Тут он взял меня за рукер, а какой-то вэк закричал: "Улыбка!", и я, не думая, заулыбался, как безуммен, и тут флэш-флэш-крэк-флэш-бэнг! защелкали фотокамеры, снимая меня вместе со Внутринизмином, совсем как другеров.
— Хороший мальчик, — сказал этот великий тшелловэк. — Отличный мальчик. А теперь взгляни на подарок.
И вот внесли, братцы, большой блестящий ящик, и я ясно увиддил, что это за вештш. Это было стерео. Его поставили рядом с кроватью и открыли, и один вэк сунул провод в розетку на стене.
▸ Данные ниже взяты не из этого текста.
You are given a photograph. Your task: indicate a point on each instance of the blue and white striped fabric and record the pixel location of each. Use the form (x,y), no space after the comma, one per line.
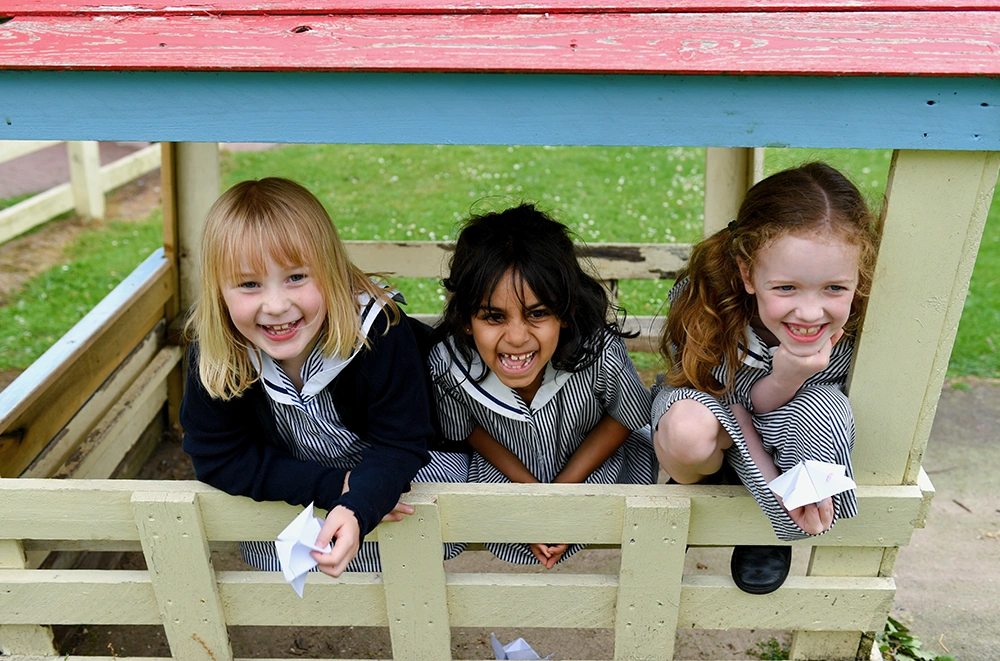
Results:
(546,433)
(816,424)
(312,430)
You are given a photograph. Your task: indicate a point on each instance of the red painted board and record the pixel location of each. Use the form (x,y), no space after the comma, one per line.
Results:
(301,7)
(857,43)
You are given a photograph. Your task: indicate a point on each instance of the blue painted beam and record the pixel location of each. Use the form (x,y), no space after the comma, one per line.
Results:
(565,109)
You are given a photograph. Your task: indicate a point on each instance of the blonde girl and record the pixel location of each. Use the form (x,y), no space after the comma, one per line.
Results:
(303,385)
(758,342)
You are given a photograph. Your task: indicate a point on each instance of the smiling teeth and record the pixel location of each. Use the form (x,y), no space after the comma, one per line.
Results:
(512,361)
(805,332)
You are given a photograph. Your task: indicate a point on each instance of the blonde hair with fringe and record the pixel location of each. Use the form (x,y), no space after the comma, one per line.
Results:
(707,320)
(278,219)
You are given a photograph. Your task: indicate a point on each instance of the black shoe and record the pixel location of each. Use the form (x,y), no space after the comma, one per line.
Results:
(760,569)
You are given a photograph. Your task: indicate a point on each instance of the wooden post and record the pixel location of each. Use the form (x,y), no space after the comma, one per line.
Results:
(936,207)
(196,187)
(187,593)
(649,584)
(413,571)
(85,178)
(729,173)
(22,639)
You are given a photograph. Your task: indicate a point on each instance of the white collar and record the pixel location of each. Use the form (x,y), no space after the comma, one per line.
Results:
(491,391)
(274,378)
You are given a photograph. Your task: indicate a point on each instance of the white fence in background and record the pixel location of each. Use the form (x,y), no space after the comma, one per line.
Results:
(89,182)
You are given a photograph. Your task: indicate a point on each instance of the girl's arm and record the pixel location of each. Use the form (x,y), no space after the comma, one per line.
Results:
(502,459)
(788,373)
(603,440)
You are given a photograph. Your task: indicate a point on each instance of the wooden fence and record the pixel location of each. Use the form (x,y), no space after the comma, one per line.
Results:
(176,524)
(89,182)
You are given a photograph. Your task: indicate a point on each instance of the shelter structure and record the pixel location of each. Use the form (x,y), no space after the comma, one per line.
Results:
(921,77)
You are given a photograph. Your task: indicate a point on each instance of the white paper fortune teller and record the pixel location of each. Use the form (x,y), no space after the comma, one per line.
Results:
(515,650)
(810,482)
(294,544)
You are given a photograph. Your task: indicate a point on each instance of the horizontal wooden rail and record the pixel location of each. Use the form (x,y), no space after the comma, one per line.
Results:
(901,43)
(647,598)
(46,396)
(44,206)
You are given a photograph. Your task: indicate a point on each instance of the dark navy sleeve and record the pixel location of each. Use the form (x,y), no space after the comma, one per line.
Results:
(389,392)
(231,449)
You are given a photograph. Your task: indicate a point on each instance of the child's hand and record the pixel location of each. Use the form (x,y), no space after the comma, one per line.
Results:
(548,554)
(341,525)
(815,517)
(791,367)
(397,512)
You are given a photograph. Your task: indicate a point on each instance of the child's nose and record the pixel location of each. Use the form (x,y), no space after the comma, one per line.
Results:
(517,332)
(275,303)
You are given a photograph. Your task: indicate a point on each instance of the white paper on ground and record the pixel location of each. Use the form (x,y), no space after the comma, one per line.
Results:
(518,649)
(810,482)
(294,544)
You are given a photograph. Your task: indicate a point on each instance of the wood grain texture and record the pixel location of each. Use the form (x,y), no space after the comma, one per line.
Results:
(926,43)
(50,392)
(56,7)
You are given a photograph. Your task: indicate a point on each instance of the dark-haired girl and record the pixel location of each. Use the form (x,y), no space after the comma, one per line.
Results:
(531,373)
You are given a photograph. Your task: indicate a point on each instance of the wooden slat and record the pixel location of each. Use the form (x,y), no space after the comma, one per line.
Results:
(415,598)
(720,515)
(611,261)
(653,543)
(180,568)
(933,43)
(55,454)
(118,431)
(50,392)
(56,7)
(802,603)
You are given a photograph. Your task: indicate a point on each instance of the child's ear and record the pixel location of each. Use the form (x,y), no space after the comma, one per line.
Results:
(745,275)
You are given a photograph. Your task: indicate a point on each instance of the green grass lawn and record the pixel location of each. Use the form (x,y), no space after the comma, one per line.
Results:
(421,192)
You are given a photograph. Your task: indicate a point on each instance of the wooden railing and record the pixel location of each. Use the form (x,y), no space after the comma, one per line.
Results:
(89,182)
(176,524)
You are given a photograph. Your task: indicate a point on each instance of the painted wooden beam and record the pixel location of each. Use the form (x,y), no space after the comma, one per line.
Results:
(393,108)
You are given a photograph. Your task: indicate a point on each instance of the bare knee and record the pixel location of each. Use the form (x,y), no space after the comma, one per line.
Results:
(689,441)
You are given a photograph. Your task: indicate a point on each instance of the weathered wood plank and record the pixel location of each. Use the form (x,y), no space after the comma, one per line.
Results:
(50,392)
(720,516)
(415,598)
(55,454)
(654,538)
(118,431)
(611,261)
(818,43)
(180,568)
(936,207)
(56,7)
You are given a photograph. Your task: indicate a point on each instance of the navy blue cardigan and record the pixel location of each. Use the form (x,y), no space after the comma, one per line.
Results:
(381,396)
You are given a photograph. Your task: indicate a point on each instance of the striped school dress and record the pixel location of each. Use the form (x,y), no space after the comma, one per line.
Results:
(816,424)
(312,429)
(546,433)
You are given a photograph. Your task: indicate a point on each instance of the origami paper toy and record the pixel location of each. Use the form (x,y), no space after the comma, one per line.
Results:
(294,544)
(810,482)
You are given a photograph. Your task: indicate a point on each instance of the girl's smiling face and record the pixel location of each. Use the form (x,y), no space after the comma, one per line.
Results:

— Что поставить? — спросил вэк с бриллями на носу, а в рукерах он держал красивые, блестящие конверты, полные музыки. — Моцарт? Бетховен? Шенберг? Карл Орфф?
— Девятую, ответил я. — Славную Девятую.
И вот она, Девятая, о, братцы. Все начали тихо и незаметно выходить, а я лежал, закрыв глазеры, слушая прекрасную музыку. Министр сказал:
— Хороший, хороший мальчик.
Он похлопал меня по плэтшеру и вышел. Остался только один вэк, который сказал:
— Подпиши здесь, пожалуйста.
Я открыл глазеры, чтобы подписаться, не зная, что я там подписываю, братцы, да и не заботясь об этом. Потом я остался один со славной Девятой Людвига-ван.
М-м-м, это было великолепно. Когда дошло до Скерцо, я вэри ясно увиддил, будто я бегу и бегу на вэри легких, неземных ногерах, полосуя лик всего вопящего мира моей бритвой-горлорезом. А впереди была медленная часть и прекрасная последняя хоральная часть. Меня излечили — что надо!